In this lesson from Living the Questions in Luke, the authors quote from In the Presence of Fear, by Wendell Berry. Berry's words were written after September 11, 2001: "The complexity of our present trouble suggests as never before that we need to change our present concept of education. Education is not properly an industry, and its proper use is not to serve industries, neither by job-training nor by industrial-subsidized research. Its proper use is to enable citizens to live lives that are economically, politically, socially, and culturally responsible. This cannot be done by gathering or "accessing" what we now call "information" -- which is to say facts without context and therefore without priority. A proper education enables young people to put their lives in order, which means knowing what things are more important than other things; it means putting first things first."

The authors also present a passage from The Clown in the Belfry, By Frederick Buechner. Here, Buechner quotes the author Henry James giving advice to his young nephew:

"'There are three things that are important in human life. The first is to be kind. The second is to be kind.
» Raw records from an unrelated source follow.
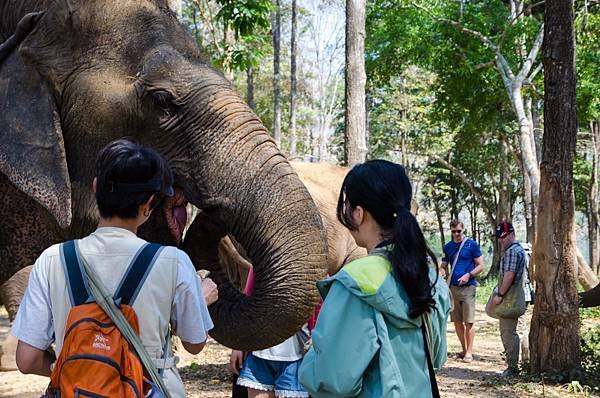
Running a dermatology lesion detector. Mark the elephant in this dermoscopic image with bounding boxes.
[0,0,327,351]
[197,161,367,291]
[0,162,366,338]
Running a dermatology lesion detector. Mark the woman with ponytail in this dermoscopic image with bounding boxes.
[300,160,450,398]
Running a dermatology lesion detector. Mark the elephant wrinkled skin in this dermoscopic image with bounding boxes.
[0,0,326,350]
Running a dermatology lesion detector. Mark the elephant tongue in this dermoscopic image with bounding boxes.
[173,206,187,233]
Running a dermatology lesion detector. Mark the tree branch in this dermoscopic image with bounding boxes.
[429,155,496,225]
[517,24,544,82]
[409,1,498,52]
[523,62,544,84]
The third is to be kind.'"

Buechner continues:

"Be kind because although kindness is not by a long shot that same thing as holiness, kindness is one of the doors that holiness enters the world through, enters us through -- not just gently kind but sometimes fiercely kind....

Be kind enough to others to listen, beneath all the words they speak, for that usually unspoken hunger for holiness which I believe is part of even the unlikeliest of us because by listening to it and cherishing it maybe we can help bring it to birth both in them and in ourselves."